Trademark stuffing is a form of keyword stuffing, an unethical search engine optimization method used by webmasters and Internet marketers in order to manipulate search engine ranking results served by websites such as Google, Yahoo! and Microsoft Bing. A key characteristic of trademark stuffing is the intent of the infringer to confuse search engines and Internet users into thinking a website or web page is owned or otherwise authorized by the trademark owner. Trademark stuffing does not include using trademarks on third party website pages with the boundaries of Fair Use. When used effectively, trademark stuffing enables infringing websites to capture search engine traffic that may have otherwise been received by an authorized website or trademark owner.

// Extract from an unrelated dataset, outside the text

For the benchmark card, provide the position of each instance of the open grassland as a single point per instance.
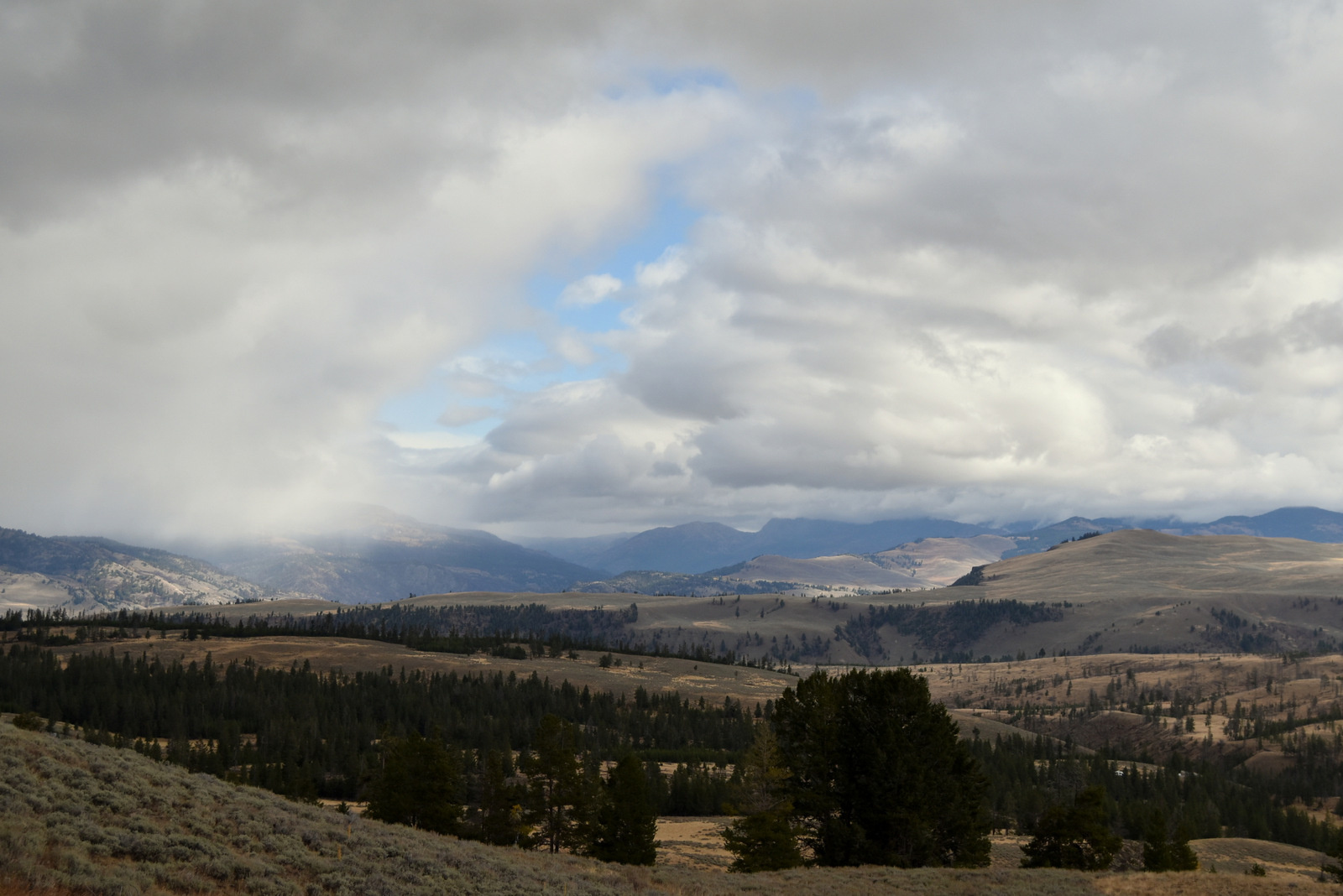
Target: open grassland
(77, 819)
(1076, 698)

Trademark stuffing is most often used to manipulate organic search engine optimization, however, can also be used with other forms of search engine marketing, such as within the text of pay-per-click advertisements. Using another's trademark or service mark as a keyword without permission is ill-advised, could constitute trademark infringement and result in other claims.

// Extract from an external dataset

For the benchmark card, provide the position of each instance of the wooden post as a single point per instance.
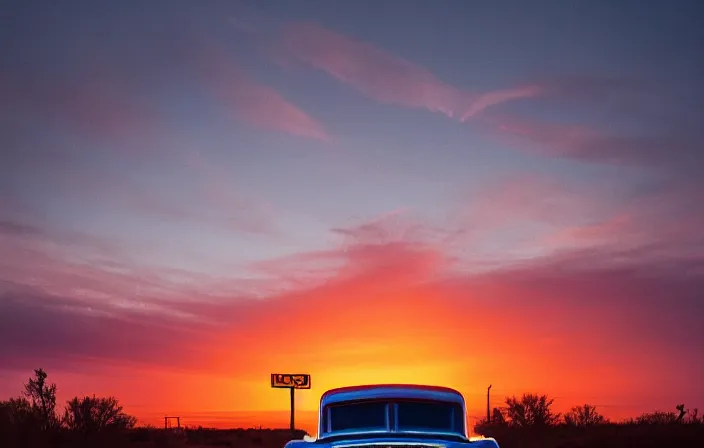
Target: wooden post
(292, 408)
(488, 411)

Trademark stuffing may be accomplished by placing trademarked text with the following areas of a web page:

 Page Title
 Meta Description
 Meta Keywords
 Author Tags
 Page text content
 Hidden page text content
 Image alt tags
 Within a URL

By extension, another form of keyword stuffing involves placing trademarks within the anchor text of third party websites, then pointing the website address within the linked text back to an infringing website. An anchor link signals to Internet users that the link points to a website address relating to the trademark. Additionally, search engines are widely known to use anchor text linking data within their search engine ranking algorithms. Thus, trademark-stuffed anchor links signal relationship information to the search engines, thereby increasing the chance that an infringing website could achieve higher organic search rankings for a trademark keyword phrase.